Monday, Jul. 11, 1994

Dollar Daze

By GEORGE J. CHURCH

The dive in the dollar had once been expected to dominate this week's summit meeting of the seven major industrial powers in Naples. But now Secretary of the Treasury Lloyd Bentsen insists there will be no "detailed discussion" -- and perhaps wisely. What, after all, could Bill Clinton say? That he is not to blame for the battering of the buck, sees little he can do about it, and is not sure he should even try? A plausible argument could be made for all those propositions, but it would not calm the currency markets.

Day after day the greenback has been hitting post-World War II lows against the Japanese yen. At one point last week the dollar would buy less than 98 yen, down about 2% since June 21 and 10% since February. The dollar has also fallen about 8% this year against the deutsche mark, to 1.59 DM last week. Those drops have contributed to a continuing erosion of stock and bond prices. The Dow Jones industrial average was 3647 Friday, down 8% from its Jan. 31 high, while the yield on 30-year U.S. Treasury bonds had risen to 7.6%, higher than when Clinton was inaugurated.

How come, when the U.S. economy is expanding steadily with little inflation? Some conservatives grumble about an international investors' vote of no confidence in Clinton's leadership. But most analysts stress other causes. German financiers cite a worldwide demand for investment capital to finance renewed economic growth. The U.S., they say, is losing out because investments in other countries yield a return roughly equal to what American securities pay, with less risk of currency-exchange losses. So fear of a further decline in the dollar chokes off the very investments that could prevent it.

More fundamentally, decades of U.S. trade deficits have sent hundreds of billions of dollars sloshing around the world, and the oversupply, like an oversupply of, say, wheat, drives down the price. In particular, the U.S. trade deficit with Japan creates a constant pressure against the dollar. Japanese companies regularly sell the dollars they earn trading with the U.S. for yen to pay off workers, stockholders and creditors in Japan. The pressure might be eased by a Tokyo government with the will and staying power to negotiate a trade deal that would reduce Japan's trade surplus with the U.S. -- but the bizarre coalition government cobbled together last week hardly qualifies.
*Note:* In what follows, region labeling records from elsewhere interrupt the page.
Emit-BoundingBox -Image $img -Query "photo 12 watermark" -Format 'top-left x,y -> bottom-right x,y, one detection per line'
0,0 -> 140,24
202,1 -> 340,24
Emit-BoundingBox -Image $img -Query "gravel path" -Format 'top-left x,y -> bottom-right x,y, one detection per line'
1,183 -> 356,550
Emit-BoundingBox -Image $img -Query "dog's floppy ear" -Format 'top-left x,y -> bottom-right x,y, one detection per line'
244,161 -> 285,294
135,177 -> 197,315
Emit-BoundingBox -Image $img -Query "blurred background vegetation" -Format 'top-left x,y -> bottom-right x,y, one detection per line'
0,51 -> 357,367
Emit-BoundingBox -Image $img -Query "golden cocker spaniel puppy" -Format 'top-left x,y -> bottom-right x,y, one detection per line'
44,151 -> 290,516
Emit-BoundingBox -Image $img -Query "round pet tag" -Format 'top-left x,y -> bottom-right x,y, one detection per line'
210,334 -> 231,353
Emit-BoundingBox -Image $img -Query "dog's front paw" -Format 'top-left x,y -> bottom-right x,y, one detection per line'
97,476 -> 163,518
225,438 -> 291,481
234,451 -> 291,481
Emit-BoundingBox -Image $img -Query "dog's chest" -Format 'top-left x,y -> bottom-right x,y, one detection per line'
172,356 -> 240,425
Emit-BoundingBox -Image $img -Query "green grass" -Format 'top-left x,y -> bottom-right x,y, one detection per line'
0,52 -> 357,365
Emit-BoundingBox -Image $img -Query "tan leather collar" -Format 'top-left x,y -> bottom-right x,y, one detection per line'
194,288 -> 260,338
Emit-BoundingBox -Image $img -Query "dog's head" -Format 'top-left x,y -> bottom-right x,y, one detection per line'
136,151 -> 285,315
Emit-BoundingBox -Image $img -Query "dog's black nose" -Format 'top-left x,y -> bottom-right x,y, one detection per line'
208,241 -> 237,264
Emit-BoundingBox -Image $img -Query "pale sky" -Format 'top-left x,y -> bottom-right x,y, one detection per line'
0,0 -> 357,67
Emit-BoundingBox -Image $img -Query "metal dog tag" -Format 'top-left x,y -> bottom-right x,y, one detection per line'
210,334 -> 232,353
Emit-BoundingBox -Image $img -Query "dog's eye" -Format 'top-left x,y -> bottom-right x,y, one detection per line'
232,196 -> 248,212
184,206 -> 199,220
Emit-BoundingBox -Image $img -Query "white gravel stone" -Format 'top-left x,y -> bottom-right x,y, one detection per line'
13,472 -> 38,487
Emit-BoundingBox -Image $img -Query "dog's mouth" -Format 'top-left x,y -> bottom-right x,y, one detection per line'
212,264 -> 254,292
Coordinated selling of yen and marks and buying of dollars by government central banks has twice failed to prop the dollar's price. The U.S. Federal Reserve might try raising interest rates again -- possibly this week -- to make American investments more attractive to foreigners. But most analysts doubt such a move would accomplish much unless it were synchronized with interest-rate cuts in Europe and Japan, which would not be easy to achieve. It could even be dangerous. The big worry about the dollar slide is that it will fan U.S. inflation by raising the price of imported goods and the American- made products that compete against them. But the U.S. imports more from Canada and Mexico than from Germany and Japan, and the American currency has actually risen against the Canadian dollar and the Mexican peso. A further rise in interest rates might hurt the U.S. economy, by making consumer purchases and business investments more costly to finance, much more than it would help by restraining import inflation.

Doing nothing has its dangers too. The drop could feed on itself until it got totally out of hand. One helpful factor is that the dollar is considered to be undervalued: it will not buy as much as an equivalent number of marks or yen. In a rational world the dollar would rise until the purchasing power of the various currencies was equalized. But waiting for rationality in currency markets is like waiting for the really big earthquake to hit California: it could come tomorrow, or in the next decade, or not in our lifetime.